I also took off the cover strip between deck head and the saloon side of the bulkhead and bolted a 2” by “ steel strip (curved to fit the bulkhead) behind the cover strip, with large washers on the other side of the bulkhead.
 


This provided a cure and I imagine other owners may have the problem in greater or lesser degrees depending on how well the bonding was done in the first place. Also the trouble may appear with time if the original bonding starts to break down due to being overstressed.

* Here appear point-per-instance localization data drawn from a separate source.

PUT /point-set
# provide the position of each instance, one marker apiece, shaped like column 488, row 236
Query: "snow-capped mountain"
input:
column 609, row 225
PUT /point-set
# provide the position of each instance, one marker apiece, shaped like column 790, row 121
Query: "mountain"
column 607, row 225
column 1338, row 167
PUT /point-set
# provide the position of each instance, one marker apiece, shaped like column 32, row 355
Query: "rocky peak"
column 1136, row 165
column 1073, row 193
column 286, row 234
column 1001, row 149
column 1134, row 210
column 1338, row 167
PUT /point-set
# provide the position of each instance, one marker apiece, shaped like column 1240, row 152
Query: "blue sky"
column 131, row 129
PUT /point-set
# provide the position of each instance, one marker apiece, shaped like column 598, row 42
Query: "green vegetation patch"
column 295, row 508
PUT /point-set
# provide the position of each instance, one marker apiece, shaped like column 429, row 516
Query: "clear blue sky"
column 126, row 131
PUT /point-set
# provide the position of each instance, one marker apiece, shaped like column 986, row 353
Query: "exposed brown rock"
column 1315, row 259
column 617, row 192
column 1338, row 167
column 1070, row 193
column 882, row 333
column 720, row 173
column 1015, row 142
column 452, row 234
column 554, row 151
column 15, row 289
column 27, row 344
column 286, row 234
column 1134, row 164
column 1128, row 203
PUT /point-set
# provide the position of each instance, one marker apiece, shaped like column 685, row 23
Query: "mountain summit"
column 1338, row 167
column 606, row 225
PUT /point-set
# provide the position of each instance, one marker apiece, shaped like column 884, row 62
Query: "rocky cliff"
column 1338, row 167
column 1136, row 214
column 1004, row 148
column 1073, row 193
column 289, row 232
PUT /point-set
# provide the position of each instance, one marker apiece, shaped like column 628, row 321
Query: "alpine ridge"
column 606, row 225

A tip worth passing on is that glassfibre resin (polyester) is wonderful stuff for bonding to glassfibre, particularly if you wipe well with acetone first, but it does not stick very well to timber and the bond can be improved by coating the wood first with resin and allowing to cure and then bonding to this ‘primer coat’. It seems that if you do not do this, but bond direct, the resin soaks into the timber, leaching it out of the mat and giving a dry joint and thus a poor bond.

 
Whilst on this subject, do not buy glassfibre mat at great expense from a chandlers but look up in Yellow Pages for your nearest glassfibre moulders, they will usually give you their offcuts for nothing and you only need small scraps when undertaking repair jobs. Also this mat is usually thicker than the puny stuff you get in the shops.
The same moulders will also sell resin and catalyst and gel coat at advantageous prices but take your own containers. Re gel coat, if you need to use it to paint on top of a bare moulding it will not cure on the surface but remain sticky. Ask the moulders for some ‘wax in styrene’, add this to the catalysed gel coat (the same amount as the catalyst). This floats to the surface and seals out the air, allowing the gel coat to cure right through.